Alors que le sort des zones de revitalisation rurale (ZRR) n'est toujours pas scellé, le Sénat remonte au créneau. Les ZRR ont été prorogées jusqu'à fin 2023, le temps de redéfinir les critères permettant de classifier ces zones. Afin d'alimenter la réflexion, et estimant que la réforme n'est pas suffisamment préparée, la commission de l'aménagement du territoire et du développement durable du Sénat a lancé une étude approfondie destinée à cerner de façon fine et qualitative les fragilités des territoires ruraux.

"Il faut travailler en amont si on veut être prêt, à partir des données les plus récentes de l'Insee, le revenu par habitant, l'évolution démographique, explique à Localtis Rémy Pointereau, sénateur LR du Cher. Nous allons classer les communes en deux catégories, les fragiles et les non fragiles, et au sein des plus fragiles, nous allons établir trois niveaux de zonage en fonction du nombre de critères qu'elles remplissent et en proposant des seuils".

D'après le classement actuel, sur les 17.662 communes concernées par le classement, 13.900 appartiennent à des EPCI qui répondent aux critères instaurés en 2015, mais 4.074 pourraient sortir du zonage. "Le problème, c'est qu'on s'est aperçu que des communes devaient sortir du dispositif car les critères sont construits sur la base des intercommunalités, détaille le vice-président de la commission de l'aménagement du territoire et du développement durable. Dans les intercommunalités classés comme riches, certaines communes sont riches mais d'autres, plus fragiles, perdaient mécaniquement le statut, c'est inacceptable."

Des ZRR et des ZRR +

La réforme des ZRR est sur la table depuis bien trois ans et a déjà fait l'objet de nombreux travaux sans qu'on sache encore exactement les intentions du gouvernement. Déjà en 2019, un rapport sénatorial intitulé "Sauver les zones de revitalisation rurale : un enjeu pour 2020" avait proposé de proroger les ZRR pour prendre le temps de définir des critères plus adaptés en tenant compte des fragilités des territoires. Un autre rapport inter-inspections (IGA, CGEDD, Igas et IGF) sur la géographie prioritaire avait été également remis au gouvernement à l'été 2020. Il proposait trois scénarios, dont la suppression des zonages nationaux, sauf les quartiers prioritaires de la politique de la ville…
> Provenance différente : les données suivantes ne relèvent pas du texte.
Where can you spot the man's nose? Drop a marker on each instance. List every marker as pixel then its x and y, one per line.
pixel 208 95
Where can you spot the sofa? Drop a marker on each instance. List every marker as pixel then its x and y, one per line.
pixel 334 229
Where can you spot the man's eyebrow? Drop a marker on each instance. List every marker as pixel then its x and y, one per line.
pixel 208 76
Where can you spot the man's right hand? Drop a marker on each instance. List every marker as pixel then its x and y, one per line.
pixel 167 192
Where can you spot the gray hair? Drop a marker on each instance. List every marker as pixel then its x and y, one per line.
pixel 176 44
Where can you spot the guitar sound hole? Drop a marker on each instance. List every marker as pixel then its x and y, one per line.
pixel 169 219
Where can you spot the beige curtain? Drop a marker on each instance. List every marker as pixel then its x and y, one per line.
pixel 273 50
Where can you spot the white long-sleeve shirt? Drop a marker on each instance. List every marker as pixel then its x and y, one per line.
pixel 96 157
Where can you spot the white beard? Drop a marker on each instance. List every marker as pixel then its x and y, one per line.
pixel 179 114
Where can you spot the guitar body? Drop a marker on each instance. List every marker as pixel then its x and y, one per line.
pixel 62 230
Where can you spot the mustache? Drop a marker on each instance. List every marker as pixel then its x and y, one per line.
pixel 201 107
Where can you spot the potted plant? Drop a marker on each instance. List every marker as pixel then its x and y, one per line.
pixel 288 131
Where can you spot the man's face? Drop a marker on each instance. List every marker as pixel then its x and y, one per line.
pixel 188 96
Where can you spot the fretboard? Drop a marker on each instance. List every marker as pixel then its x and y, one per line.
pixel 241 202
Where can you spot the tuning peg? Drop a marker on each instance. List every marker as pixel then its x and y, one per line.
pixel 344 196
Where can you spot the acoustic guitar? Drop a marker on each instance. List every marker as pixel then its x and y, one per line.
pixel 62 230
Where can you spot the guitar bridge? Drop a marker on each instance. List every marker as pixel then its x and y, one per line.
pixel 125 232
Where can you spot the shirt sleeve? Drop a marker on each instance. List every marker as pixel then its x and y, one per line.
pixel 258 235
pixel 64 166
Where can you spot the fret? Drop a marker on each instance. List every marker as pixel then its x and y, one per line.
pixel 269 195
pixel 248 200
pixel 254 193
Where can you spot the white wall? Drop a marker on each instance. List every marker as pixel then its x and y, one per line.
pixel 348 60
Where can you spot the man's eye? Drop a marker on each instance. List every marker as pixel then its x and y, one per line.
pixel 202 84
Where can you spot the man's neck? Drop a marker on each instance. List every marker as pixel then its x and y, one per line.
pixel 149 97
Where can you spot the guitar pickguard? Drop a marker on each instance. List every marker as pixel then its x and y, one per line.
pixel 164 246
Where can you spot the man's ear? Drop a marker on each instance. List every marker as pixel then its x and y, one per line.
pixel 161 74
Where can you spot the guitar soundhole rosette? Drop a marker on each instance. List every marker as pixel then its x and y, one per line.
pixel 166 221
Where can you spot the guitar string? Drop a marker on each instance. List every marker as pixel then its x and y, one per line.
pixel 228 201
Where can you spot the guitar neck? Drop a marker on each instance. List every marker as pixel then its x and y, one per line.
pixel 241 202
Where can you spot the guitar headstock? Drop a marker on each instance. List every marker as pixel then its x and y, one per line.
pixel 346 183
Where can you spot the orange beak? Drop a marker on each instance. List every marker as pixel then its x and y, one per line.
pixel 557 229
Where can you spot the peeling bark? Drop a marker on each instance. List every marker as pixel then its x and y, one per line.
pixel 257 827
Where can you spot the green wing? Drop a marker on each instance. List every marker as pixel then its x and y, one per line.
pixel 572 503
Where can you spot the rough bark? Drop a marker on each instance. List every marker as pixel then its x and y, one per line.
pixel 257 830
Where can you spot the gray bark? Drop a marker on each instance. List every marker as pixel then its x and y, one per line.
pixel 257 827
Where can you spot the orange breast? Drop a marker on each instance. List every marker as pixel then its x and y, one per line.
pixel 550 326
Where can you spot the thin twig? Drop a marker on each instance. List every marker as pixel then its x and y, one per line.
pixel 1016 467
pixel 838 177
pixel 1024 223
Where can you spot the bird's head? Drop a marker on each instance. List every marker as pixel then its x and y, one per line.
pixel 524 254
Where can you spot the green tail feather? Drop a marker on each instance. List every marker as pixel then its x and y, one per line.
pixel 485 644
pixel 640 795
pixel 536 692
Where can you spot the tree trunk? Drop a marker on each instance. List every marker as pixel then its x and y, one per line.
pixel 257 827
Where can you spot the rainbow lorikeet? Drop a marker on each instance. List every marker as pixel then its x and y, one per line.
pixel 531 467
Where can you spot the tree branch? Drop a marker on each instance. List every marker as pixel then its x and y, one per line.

Le dernier rapport en date, commandité en février 2022 par la ministre de la Cohésion des territoires d'alors, Jacqueline Gourault, et remis au Premier ministre en avril, avançait l'idée d'un système à deux étages : des ZRR de premier niveau bénéficiant de l'ensemble des aides (exonérations fiscales, aides directes aux communes, soutien aux structures d'aide à domicile) et des ZRR +, qui pourraient bénéficier d'un coup de pouce supplémentaire (soutien à l'investissement des petites entreprises en création ou déjà installées, aux commerces alimentaires ambulants). Le rapport proposait aussi un retour au classement par commune et non plus au niveau intercommunal, pour éviter d'écarter des communes fragiles rattachées à des intercommunalités mieux loties. Deux critères (densité de population et revenu médian par habitant) étaient avancés.

Trois niveaux de zonage à tester

Pour Rémy Pointereau, les conclusions sont un peu courtes. "Il n'y a pas d'évaluation financière ni fiscale, détaille le sénateur, il y a une chose intéressante que l'on reprendra, c'est l'idée d'appliquer les critères de classement à l'échelle communale, mais il faut une étude complète pour affiner le dispositif". Le sénateur dessine les hypothèses de niveaux de zonage que l'étude confirmera ou pas : un premier niveau constitué des communes les plus fragiles (logements vacants, désertification médicale, revenu par habitant très faible, baisse démographique…), qui recevraient le maximum d'aides, le deuxième niveau avec des critères plus restreints et moins d'aides, et un troisième niveau de communes avec un seul critère (par exemple la désertification médicale) qui seraient aidées uniquement sur cet aspect.

Les conclusions sont attendues pour octobre 2022. "Par la suite, nous irons voir la ministre, et s'il n'y a pas d'accord, nous déposerons une proposition de loi sur le sujet", précise Rémy Pointereau. Pour ce qui est de la ou le ministre, il faudra attendre la constitution du nouveau gouvernement pour savoir quel sera son visage.